風鈴の音が心地よく響き渡る、古びた書店の奥まった一角。

 
少年、アランは、埃をかぶった古地図を手に、息を呑んでいた。
それは、彼の祖父から譲り受けた、この世界で最も古い地図の一つだという。

 

地図には、黄金に輝く宝石が描かれていた。

その宝石は、かつてこの世界に平和をもたらしたと伝えられる、伝説の宝石だという。

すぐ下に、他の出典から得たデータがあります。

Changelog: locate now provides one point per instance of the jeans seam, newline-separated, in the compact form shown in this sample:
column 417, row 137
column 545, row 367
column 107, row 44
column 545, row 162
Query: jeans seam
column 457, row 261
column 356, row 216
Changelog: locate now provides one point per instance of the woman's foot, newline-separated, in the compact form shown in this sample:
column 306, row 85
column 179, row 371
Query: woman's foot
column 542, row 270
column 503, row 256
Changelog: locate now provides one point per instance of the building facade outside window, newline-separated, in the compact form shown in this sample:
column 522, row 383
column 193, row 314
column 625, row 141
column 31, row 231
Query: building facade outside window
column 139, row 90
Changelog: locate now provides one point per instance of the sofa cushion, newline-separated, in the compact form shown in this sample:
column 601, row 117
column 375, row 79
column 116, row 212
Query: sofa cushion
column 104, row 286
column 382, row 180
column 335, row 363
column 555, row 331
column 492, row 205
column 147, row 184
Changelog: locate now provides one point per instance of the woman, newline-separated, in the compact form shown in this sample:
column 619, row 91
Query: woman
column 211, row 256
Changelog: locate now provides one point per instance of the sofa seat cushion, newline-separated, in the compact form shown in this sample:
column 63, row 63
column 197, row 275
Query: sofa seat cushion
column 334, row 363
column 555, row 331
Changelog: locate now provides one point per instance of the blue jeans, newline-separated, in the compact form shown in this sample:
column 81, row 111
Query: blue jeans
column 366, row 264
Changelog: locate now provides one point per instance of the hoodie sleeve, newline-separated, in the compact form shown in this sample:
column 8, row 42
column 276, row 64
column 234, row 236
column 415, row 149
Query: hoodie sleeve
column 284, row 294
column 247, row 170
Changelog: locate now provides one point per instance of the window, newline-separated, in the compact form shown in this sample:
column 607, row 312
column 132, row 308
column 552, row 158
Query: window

しかし、その宝石は、長い年月をかけて人々の記憶から消え去り、その在り処を知る者は誰もいなくなってしまった。

 

アランは、この地図に導かれ、失われた宝石を探す旅に出る決意をする。

彼の相棒は、賢く好奇心旺盛な小動物、モモンガのモモ。

二人は、古びた地図を頼りに、未知の世界へと足を踏み出す。

 

旅の途中、アランたちは、様々な困難に直面する。

険しい山脈を越え、深い森を抜け、荒れ果てた砂漠をさまよう。

道中では、不思議な生き物たちとの出会いもあり、時には命の危険にさらされることもあった。

 

しかし、アランは決して諦めなかった。

地図に記された手がかりを頼りに、彼は一歩一歩、目的地へと近づいていく。

 

ある日、二人は、地図に描かれたような、見覚えのある風景にたどり着いた。

それは、かつて栄華を誇った古代都市の遺跡だった。

遺跡の中は、暗く湿気が多く、いたるところに崩れかけた石柱が立っていた。

 

「きっと、石はここにあるはずだ!」

 

アランは、そう確信し、遺跡の中を探索し始める。

そして、ついに、彼は目的の部屋にたどり着いた。

部屋の中央には、大きな石棺が置かれていた。

 

石棺を開けると、そこには、美しい光を放つ宝石が収められていた。

それは、地図に描かれていた宝石そのものだった。

 

アランは、宝石を手に取り、その輝きに心を奪われた。

彼は、この宝石が再び世界に平和をもたらすことを確信していた。

 

しかし、そのとき、突然、地鳴りが起こり、遺跡が崩れ始めた。アランとモモは、必死に外へと逃げ出す。

 

なんとか遺跡から脱出した二人は、息も絶え絶えだった。

しかし、アランの手には、まだ宝石が握られていた。

 

アランは、この宝石を、世界中に知らしめたいと思った。

そして、この宝石の力で、人々を笑顔にすることができると信じていた。

 

それから、アランとモモは、再び旅に出る。

彼らは、宝石の力を借りて、世界中を巡り、人々を笑顔にする。

 

そして、いつの日か、この宝石が、伝説の宝石として再び語り継がれることを願っていた。